Performance Comparison and Benchmarks

Here’s how these optimizers typically perform across different scenarios:

Optimizer Convergence Speed Memory Usage Hyperparameter Sensitivity Best Use Cases
Momentum Fast 1x gradient memory Low Computer vision, stable objectives
RMSProp Medium-Fast 1x gradient memory Medium RNNs, online learning
Adam Very Fast 2x gradient memory Low General purpose, transformers, GANs

In practice, here are some performance numbers from training a ResNet-50 on ImageNet:

Optimizer Time to 70% Accuracy Final Accuracy Training Stability
SGD + Momentum 45 epochs 76.2% High
RMSProp 42 epochs 75.8% Medium
Adam 38 epochs 75.9% High

Real-World Implementation with PyTorch

Here’s how you’d actually use these optimizers in a real project with PyTorch:


import torch
import torch.nn as nn
import torch.optim as optim

# Model setup
model = nn.Sequential(
    nn.Linear(784, 256),
    nn.ReLU(),
    nn.Linear(256, 10)
)

# Different optimizer configurations
optimizers = {
    'sgd_momentum': optim.SGD(model.parameters(), lr=0.01, momentum=0.9),
    'rmsprop': optim.RMSprop(model.parameters(), lr=0.001, alpha=0.9),
    'adam': optim.Adam(model.parameters(), lr=0.001, betas=(0.9, 0.999))
}

# Training loop
def train_model(optimizer_name, num_epochs=10):
    optimizer = optimizers[optimizer_name]
    criterion = nn.CrossEntropyLoss()
    
    for epoch in range(num_epochs):
        for batch_idx, (data, target) in enumerate(train_loader):
            optimizer.zero_grad()
            output = model(data)
            loss = criterion(output, target)
            loss.backward()
            optimizer.step()
            
            if batch_idx % 100 == 0:
                print(f'Epoch {epoch}, Batch {batch_idx}, Loss: {loss.item():.4f}')

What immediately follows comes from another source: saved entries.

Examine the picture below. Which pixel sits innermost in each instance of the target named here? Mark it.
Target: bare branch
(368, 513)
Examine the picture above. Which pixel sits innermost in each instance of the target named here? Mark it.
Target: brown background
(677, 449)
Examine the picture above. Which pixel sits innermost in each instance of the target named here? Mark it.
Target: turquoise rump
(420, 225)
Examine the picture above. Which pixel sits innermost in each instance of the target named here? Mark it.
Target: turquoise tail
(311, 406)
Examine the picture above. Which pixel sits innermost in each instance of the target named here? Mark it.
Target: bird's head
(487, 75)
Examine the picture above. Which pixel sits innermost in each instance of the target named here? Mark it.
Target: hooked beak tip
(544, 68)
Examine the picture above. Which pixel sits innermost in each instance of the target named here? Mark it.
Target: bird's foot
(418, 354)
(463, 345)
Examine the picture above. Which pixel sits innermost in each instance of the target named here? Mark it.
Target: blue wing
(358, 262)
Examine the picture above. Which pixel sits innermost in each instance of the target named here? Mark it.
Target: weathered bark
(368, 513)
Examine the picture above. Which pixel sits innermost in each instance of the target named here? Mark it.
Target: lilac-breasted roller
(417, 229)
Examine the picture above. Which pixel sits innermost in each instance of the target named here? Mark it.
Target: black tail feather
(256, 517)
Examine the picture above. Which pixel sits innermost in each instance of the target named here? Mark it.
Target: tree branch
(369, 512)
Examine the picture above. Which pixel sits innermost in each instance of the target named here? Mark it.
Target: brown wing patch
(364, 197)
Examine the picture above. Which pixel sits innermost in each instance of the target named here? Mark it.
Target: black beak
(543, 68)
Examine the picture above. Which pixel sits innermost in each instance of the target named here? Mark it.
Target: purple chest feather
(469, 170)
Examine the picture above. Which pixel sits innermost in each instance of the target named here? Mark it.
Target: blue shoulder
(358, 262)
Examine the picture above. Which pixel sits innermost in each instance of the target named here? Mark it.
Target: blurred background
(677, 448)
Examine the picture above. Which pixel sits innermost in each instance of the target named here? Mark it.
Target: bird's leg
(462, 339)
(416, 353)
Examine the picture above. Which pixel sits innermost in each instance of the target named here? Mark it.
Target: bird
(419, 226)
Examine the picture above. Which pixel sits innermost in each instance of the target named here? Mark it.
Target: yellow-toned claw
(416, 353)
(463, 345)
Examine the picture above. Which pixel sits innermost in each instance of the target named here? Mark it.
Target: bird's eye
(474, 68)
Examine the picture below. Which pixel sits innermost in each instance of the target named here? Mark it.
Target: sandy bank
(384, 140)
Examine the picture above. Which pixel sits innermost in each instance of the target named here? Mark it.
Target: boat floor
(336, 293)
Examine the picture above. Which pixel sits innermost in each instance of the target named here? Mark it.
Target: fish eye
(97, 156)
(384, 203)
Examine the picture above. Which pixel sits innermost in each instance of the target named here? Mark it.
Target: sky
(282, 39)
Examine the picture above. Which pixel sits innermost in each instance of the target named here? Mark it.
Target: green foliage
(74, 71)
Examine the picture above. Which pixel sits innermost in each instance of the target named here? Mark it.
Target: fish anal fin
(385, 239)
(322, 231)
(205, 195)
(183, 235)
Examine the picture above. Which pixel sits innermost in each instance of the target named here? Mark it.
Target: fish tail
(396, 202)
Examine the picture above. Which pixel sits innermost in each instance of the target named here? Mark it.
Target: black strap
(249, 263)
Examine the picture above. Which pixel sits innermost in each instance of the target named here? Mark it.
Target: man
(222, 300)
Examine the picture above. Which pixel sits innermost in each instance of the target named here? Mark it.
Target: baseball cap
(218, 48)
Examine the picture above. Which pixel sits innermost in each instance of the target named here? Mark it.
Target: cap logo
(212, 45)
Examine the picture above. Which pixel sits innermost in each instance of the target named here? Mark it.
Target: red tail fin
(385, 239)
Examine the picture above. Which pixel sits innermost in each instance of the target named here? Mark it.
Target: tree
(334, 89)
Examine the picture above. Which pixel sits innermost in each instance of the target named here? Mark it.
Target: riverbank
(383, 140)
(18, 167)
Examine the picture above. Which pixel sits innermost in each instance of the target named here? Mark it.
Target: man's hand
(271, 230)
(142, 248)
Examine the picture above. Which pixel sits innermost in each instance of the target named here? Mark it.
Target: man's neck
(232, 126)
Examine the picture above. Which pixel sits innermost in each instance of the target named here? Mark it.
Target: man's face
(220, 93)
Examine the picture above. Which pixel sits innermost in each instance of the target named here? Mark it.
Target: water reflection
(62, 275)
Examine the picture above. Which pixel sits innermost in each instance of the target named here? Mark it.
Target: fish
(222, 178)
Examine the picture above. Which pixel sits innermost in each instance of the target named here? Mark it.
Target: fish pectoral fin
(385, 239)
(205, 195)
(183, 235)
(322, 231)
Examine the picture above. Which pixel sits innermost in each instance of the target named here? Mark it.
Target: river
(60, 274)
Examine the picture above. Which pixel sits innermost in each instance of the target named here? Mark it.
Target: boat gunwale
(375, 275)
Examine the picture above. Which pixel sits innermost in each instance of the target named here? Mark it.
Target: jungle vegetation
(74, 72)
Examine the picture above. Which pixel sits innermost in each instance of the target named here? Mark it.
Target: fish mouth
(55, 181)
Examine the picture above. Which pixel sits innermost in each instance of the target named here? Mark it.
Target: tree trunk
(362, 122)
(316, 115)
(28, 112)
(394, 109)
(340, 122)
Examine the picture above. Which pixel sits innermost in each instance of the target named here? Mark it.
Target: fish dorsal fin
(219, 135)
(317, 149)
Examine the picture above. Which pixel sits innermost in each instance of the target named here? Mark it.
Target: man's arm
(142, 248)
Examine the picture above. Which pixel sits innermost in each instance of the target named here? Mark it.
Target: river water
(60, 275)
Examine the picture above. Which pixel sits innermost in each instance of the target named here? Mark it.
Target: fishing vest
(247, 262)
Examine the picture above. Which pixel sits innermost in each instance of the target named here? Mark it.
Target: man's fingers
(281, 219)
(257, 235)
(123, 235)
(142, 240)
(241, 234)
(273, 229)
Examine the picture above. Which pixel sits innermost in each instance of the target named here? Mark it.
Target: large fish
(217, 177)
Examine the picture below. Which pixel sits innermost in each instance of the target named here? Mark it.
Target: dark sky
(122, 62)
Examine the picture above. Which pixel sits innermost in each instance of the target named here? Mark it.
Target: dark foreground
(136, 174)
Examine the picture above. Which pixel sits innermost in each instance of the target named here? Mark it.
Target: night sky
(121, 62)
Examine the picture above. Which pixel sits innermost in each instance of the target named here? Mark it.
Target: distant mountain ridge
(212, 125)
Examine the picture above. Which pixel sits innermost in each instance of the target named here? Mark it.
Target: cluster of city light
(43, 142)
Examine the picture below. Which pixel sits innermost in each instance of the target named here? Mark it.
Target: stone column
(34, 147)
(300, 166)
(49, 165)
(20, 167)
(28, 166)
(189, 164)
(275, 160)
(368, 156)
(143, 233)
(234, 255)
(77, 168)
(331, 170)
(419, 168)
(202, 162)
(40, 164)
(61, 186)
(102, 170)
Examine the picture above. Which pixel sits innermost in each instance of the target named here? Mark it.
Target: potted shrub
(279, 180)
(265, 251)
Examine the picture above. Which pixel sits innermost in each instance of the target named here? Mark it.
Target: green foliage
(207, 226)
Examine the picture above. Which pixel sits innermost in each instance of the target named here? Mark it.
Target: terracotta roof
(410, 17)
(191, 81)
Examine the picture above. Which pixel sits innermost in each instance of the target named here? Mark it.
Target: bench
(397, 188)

# Compare different optimizers
for opt_name in optimizers.keys():
    print(f"Training with {opt_name}")
    train_model(opt_name)

Common Pitfalls and Troubleshooting

Here are the most common issues you’ll run into and how to fix them:

Adam-Specific Issues

  • Generalization gap: Adam sometimes converges to solutions that don’t generalize well. Try reducing learning rate or switching to SGD+Momentum for final epochs
  • Learning rate scheduling: Adam’s adaptive nature can conflict with learning rate schedules. Use smaller decay factors
  • Weight decay problems: Standard L2 regularization doesn’t work well with Adam. Use AdamW instead

# Better Adam configuration for production
optimizer = optim.AdamW(model.parameters(), lr=0.001, weight_decay=0.01)
scheduler = optim.lr_scheduler.CosineAnnealingLR(optimizer, T_max=100)

RMSProp Troubleshooting

  • Exploding gradients: RMSProp can amplify gradient noise. Add gradient clipping
  • Learning rate too high: Start with 0.001 and decrease if loss explodes
  • Epsilon sensitivity: If training stalls, try epsilon=1e-4 instead of 1e-8

# RMSProp with gradient clipping
optimizer = optim.RMSprop(model.parameters(), lr=0.001, eps=1e-4)

# In training loop
torch.nn.utils.clip_grad_norm_(model.parameters(), max_norm=1.0)
optimizer.step()

Advanced Techniques and Variants

Once you’re comfortable with the basics, here are some advanced techniques that can squeeze out extra performance:

Learning Rate Scheduling


# Cyclical learning rates work great with momentum
scheduler = optim.lr_scheduler.CyclicLR(
    optimizer, 
    base_lr=0.001, 
    max_lr=0.01,
    cycle_momentum=True,
    base_momentum=0.85,
    max_momentum=0.95
)

# Warm restarts for Adam
scheduler = optim.lr_scheduler.CosineAnnealingWarmRestarts(
    optimizer, 
    T_0=10, 
    T_mult=2
)

Gradient Accumulation for Large Batches


# Simulate large batch sizes with gradient accumulation
accumulation_steps = 4
optimizer.zero_grad()

for i, (data, target) in enumerate(train_loader):
    output = model(data)
    loss = criterion(output, target) / accumulation_steps
    loss.backward()
    
    if (i + 1) % accumulation_steps == 0:
        optimizer.step()
        optimizer.zero_grad()

Choosing the Right Optimizer

Here’s a practical decision tree for optimizer selection:

  • Use Adam when: You’re prototyping, working with transformers/attention models, or need fast convergence with minimal tuning
  • Use SGD+Momentum when: You’re training computer vision models, need the best possible generalization, or have time to tune hyperparameters
  • Use RMSProp when: You’re working with RNNs, doing online learning, or dealing with very noisy gradients
  • Use AdamW when: You want Adam’s benefits but with proper weight decay (most modern applications)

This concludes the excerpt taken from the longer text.